Most faults host a predictable ratio of differently sized earthquakes. For every large earthquake, a fault will host a number of small earthquakes. These ratios are relatively constant across fault systems. The Newport-Inglewood fault appears to be an outlier, as it hosts many more small earthquakes than expected.
The data reveal a variety of possibilities. If deep-lying seismic activity is more common than previously thought -- and rarely picked up by surface-level seismic monitors -- scientists may be underestimating the potential for fault systems to generate large quakes.
"That got us thinking -- that if earthquakes want to get big, one way of achieving that is by penetrating deep," Caltech seismology professor Jean Paul Ampuero told the Los Angeles Times. "The big question is: If the next, larger earthquake happens, if it manages to penetrate deeper than we think, it may be bigger than we expect."
In 2012, a magnitude 8.6 earthquake struck the Indian Ocean, violently shaking Indonesia. Researchers didn't think such a massive earthquake was possible. The latest findings may help explain how a fault system can produce such a behemoth.
"Since then, we've been wondering if something similar could happen on continental faults like in California," Ampuero told Live Science. "Our discovery of deep quakes in Long Beach tells us that the deep roots of a continental fault can still generate quakes."

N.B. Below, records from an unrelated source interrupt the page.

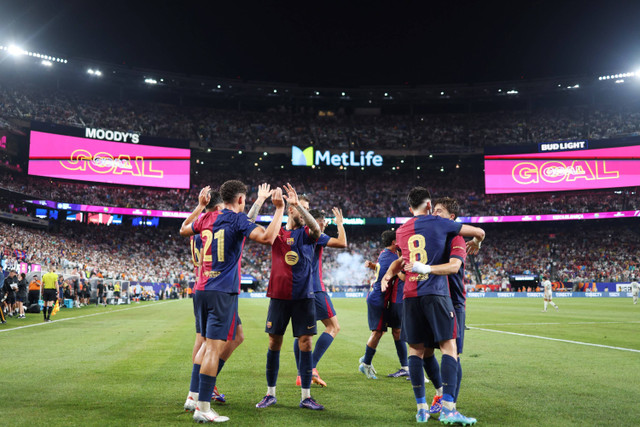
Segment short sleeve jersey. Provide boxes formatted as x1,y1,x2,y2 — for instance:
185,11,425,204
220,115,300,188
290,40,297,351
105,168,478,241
447,236,467,308
191,234,202,287
42,272,58,289
191,209,257,294
267,227,316,300
367,248,398,307
396,215,462,298
313,233,331,292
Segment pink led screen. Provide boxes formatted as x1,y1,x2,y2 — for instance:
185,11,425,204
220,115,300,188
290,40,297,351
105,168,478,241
484,146,640,194
29,131,191,188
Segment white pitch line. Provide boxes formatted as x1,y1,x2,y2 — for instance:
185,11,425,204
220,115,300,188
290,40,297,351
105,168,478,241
0,299,181,333
474,320,640,326
470,327,640,353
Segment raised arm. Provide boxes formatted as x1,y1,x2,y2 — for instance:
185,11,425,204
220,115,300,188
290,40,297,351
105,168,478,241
284,183,322,240
180,185,211,237
327,208,347,248
249,187,284,245
247,183,272,222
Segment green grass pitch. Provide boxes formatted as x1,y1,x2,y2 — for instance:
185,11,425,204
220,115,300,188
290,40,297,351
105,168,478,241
0,298,640,426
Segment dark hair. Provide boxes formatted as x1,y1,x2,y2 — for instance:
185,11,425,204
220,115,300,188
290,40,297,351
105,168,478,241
220,179,247,203
309,209,325,220
206,190,222,210
407,187,431,209
433,197,460,219
381,230,396,248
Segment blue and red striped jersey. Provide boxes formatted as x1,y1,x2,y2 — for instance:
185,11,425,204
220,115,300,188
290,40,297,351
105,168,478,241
312,233,331,292
267,226,316,300
367,248,398,306
191,234,202,287
447,236,467,308
396,215,462,298
391,276,404,303
191,209,257,294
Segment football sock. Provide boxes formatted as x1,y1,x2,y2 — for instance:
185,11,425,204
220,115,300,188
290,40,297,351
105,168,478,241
198,374,216,404
453,357,462,402
394,340,407,366
424,354,442,394
409,356,427,404
300,351,313,389
216,359,224,377
313,332,333,368
293,338,300,376
440,354,458,403
362,346,376,365
267,350,280,387
189,363,200,393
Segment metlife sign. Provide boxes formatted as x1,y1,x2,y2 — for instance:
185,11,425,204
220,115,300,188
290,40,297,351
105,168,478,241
291,145,382,167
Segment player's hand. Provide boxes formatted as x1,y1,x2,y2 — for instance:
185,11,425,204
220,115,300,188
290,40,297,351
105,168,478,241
380,275,391,292
283,182,300,206
198,185,211,207
467,239,480,255
331,208,344,226
258,183,273,202
271,187,284,209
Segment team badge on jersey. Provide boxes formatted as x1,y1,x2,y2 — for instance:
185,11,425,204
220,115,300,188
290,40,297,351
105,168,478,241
284,251,298,265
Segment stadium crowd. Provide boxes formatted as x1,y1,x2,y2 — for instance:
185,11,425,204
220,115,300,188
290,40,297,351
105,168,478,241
5,80,640,152
0,170,640,217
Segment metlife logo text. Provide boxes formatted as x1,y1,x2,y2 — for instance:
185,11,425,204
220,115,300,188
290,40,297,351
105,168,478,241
291,145,382,167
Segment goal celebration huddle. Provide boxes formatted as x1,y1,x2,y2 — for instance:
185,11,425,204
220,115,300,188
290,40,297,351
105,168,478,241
180,180,485,425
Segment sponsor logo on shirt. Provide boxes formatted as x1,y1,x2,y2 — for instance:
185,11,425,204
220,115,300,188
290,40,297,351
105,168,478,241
284,251,298,265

Researchers say their new findings aren't necessarily cause for alarm. They don't prove NIF is capable of a magnitude 7 or 8 earthquake. In fact, the readings suggest the microquakes measured along NIF may be trapped deep below the mantle, unable to penetrate to the surface. But little about the latest study is conclusive.
"Bottom line: We need to do more research about these deep, little quakes," Ampuero said. "Deploying more of these hyperdense seismic networks is one way forward."